Tout avait basculé et en moins de temps qu'il en fallait pour le dire Ana quitta sa quiétude pour revêtir le sombre manteau de la faucheuse qu'elle avait toujours été. Tout en sortant, Archi se précipita sur elle pour se fondre sur sa peau, la jeune femme aboya ses ordres sans reprendre son souffle. Le colosse lui imposa un bataillon lourdement armé juste avant de partir à l'autre bout du village pour le protéger. Ils se jetèrent un dernier regard avant de se quitter. Zoran partit lui aussi seul avec une poignée de soldat en direction d'un autre endroit.

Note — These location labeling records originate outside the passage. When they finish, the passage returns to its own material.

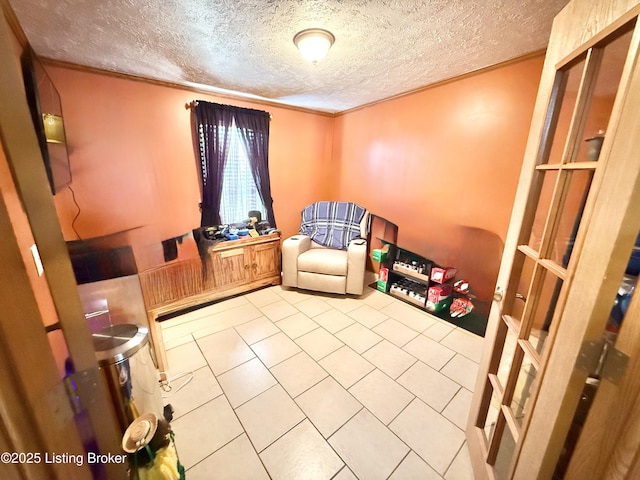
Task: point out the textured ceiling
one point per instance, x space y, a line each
383 47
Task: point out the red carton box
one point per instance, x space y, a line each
442 274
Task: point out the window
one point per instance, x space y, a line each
239 192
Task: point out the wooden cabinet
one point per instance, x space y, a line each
232 267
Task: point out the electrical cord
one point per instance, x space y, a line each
169 389
73 196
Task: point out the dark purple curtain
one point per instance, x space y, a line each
253 127
213 122
213 126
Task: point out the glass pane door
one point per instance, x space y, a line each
554 224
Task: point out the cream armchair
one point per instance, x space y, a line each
330 253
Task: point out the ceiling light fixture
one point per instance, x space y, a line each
314 43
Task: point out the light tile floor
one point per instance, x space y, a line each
289 384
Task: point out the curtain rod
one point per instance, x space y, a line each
194 103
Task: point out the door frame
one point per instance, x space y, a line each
41 397
580 25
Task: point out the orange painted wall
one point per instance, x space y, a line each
133 161
443 163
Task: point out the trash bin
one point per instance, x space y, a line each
127 367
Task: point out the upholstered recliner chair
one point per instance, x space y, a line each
329 254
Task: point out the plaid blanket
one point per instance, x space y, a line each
332 224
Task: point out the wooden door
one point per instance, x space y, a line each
231 266
265 260
573 227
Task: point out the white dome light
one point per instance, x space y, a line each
314 43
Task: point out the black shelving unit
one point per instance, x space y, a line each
409 280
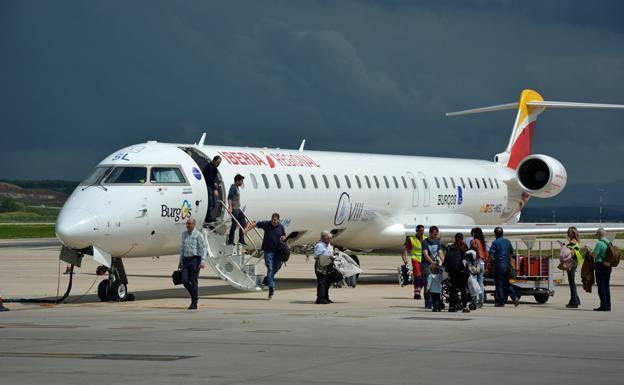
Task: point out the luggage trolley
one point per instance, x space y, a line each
533 272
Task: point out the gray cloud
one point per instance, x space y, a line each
84 78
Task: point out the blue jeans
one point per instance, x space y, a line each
603 277
502 273
273 264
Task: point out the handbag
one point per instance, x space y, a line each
176 276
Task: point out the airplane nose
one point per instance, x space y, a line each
76 228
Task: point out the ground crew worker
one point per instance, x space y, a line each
413 249
502 250
603 270
432 252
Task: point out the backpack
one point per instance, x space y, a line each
613 254
283 251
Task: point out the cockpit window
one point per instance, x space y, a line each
166 175
127 175
96 175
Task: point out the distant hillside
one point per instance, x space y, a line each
62 186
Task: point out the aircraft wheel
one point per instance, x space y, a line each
103 290
541 298
119 291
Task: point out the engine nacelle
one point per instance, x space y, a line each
541 176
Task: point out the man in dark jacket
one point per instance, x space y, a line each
274 233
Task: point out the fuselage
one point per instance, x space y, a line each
138 205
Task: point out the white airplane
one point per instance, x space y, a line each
137 200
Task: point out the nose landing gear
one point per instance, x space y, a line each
115 288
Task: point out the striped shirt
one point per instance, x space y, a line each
193 245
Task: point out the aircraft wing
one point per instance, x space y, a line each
527 230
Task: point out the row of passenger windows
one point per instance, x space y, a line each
373 181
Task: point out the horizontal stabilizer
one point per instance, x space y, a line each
544 103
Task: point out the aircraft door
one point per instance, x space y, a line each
425 185
411 181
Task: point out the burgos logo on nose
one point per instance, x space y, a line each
177 213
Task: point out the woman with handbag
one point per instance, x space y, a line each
478 245
577 258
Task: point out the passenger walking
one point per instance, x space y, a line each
192 259
274 233
575 247
603 270
234 208
323 255
434 286
478 245
213 184
432 252
456 267
413 248
502 250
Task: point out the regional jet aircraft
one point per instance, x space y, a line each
136 201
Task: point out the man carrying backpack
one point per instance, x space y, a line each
603 270
274 234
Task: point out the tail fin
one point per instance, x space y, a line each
531 104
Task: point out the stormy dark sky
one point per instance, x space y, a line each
79 79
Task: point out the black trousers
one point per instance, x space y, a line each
190 275
240 217
322 285
459 280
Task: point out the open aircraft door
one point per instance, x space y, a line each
414 185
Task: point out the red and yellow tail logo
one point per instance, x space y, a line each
524 128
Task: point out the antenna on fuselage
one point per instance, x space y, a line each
201 140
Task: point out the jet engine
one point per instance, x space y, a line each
541 176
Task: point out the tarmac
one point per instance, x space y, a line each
373 334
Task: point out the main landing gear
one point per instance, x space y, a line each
115 288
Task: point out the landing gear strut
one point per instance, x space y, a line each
115 288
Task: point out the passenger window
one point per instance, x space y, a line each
166 175
127 175
337 181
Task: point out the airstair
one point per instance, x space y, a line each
233 263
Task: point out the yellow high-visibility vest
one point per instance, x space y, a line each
416 251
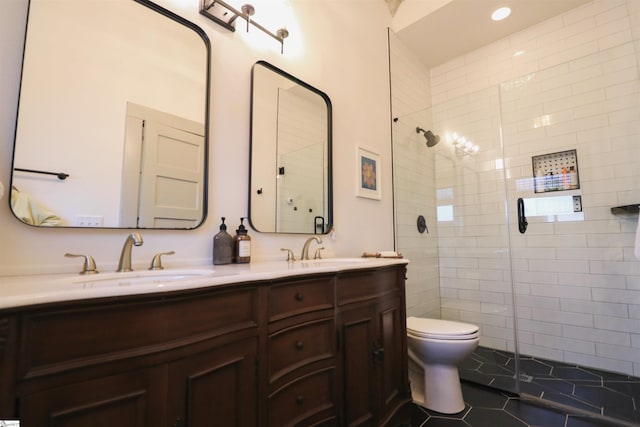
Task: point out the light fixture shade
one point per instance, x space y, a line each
501 13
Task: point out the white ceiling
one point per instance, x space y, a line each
462 26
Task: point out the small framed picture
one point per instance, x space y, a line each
368 176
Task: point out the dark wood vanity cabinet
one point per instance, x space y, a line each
315 350
372 331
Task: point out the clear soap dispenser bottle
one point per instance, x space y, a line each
242 247
222 246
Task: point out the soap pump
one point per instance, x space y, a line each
242 252
222 246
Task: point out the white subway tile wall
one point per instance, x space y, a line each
414 180
574 84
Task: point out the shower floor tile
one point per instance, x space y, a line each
599 392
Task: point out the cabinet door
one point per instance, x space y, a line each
357 340
132 399
391 355
216 387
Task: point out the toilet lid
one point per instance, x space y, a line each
440 329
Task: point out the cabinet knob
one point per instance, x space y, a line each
378 353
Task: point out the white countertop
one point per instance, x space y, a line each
17 291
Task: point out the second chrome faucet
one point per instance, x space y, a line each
305 248
133 239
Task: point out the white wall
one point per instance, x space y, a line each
343 53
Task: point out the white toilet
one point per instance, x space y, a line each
436 347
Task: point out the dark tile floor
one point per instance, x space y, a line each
488 407
593 392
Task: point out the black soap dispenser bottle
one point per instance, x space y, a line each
242 245
222 246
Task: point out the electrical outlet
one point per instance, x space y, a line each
88 220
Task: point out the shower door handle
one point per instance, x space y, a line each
522 220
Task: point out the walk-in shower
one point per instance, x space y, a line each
559 305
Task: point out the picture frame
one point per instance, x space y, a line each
368 176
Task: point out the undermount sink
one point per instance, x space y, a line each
338 260
144 277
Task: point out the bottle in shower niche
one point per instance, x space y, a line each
573 177
242 246
222 246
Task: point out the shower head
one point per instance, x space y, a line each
431 138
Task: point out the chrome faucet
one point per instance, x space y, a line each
305 248
125 256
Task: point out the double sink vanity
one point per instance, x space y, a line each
309 343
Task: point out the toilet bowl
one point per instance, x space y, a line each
435 348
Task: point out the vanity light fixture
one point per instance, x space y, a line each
225 15
501 13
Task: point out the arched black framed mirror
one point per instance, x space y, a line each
291 182
114 94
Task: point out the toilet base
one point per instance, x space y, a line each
437 387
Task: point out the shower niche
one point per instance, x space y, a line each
555 171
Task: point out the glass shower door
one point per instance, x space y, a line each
570 137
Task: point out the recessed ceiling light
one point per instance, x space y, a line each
501 13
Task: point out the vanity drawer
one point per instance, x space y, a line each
90 334
305 400
300 345
366 285
293 298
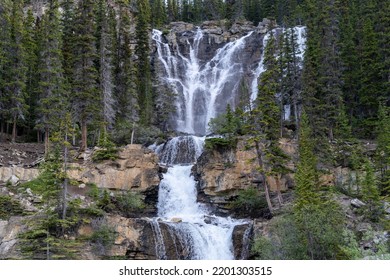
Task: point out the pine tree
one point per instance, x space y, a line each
383 148
263 119
51 91
306 176
31 45
291 78
322 85
370 193
158 13
105 36
14 84
85 97
144 86
125 88
319 220
5 40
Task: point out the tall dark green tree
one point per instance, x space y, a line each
85 97
144 83
125 75
105 37
5 39
319 220
31 45
383 149
15 79
322 87
53 100
264 117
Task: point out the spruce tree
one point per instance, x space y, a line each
105 37
51 91
383 149
15 77
5 40
31 46
264 117
125 75
319 220
144 85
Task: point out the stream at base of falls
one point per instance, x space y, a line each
191 224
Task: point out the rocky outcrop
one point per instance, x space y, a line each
135 169
9 231
222 173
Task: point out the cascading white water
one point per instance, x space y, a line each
199 84
204 235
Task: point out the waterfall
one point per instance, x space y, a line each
201 86
204 235
203 89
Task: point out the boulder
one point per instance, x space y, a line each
357 203
135 168
176 220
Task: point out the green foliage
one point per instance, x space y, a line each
318 218
350 249
370 193
106 148
145 135
283 242
306 176
39 242
9 207
220 143
51 176
103 238
249 202
383 149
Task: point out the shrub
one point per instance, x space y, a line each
103 238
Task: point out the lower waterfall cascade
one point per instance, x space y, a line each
203 235
203 89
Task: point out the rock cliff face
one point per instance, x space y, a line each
223 173
135 169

Elle continua de donner ses instructions sans se fier aux battements bien trop rapides de son pauvre cœur. Quand elle saisit son bâton, ses mains tremblaient. Sa faux apparut quand, devant elle, toute une troupe d'ennemis prenait forme. Jamais, elle n'avait dû en affronter autant. Kosilka s'hasarda à jeter un coup d'œil par-dessus son épaule. Les siens, pieds profondément ancrés dans le sol, mains prêtes à tuer et regard vaillant, étaient dés plus déterminés.

Tout en détournant son regard, la faucheuse ouvrit grand le sien. Elle aurait aimé être partout ailleurs sauf ici.

- T'es prêt ? Le serpent opina du chef tout en sifflant, bavant d'excitation.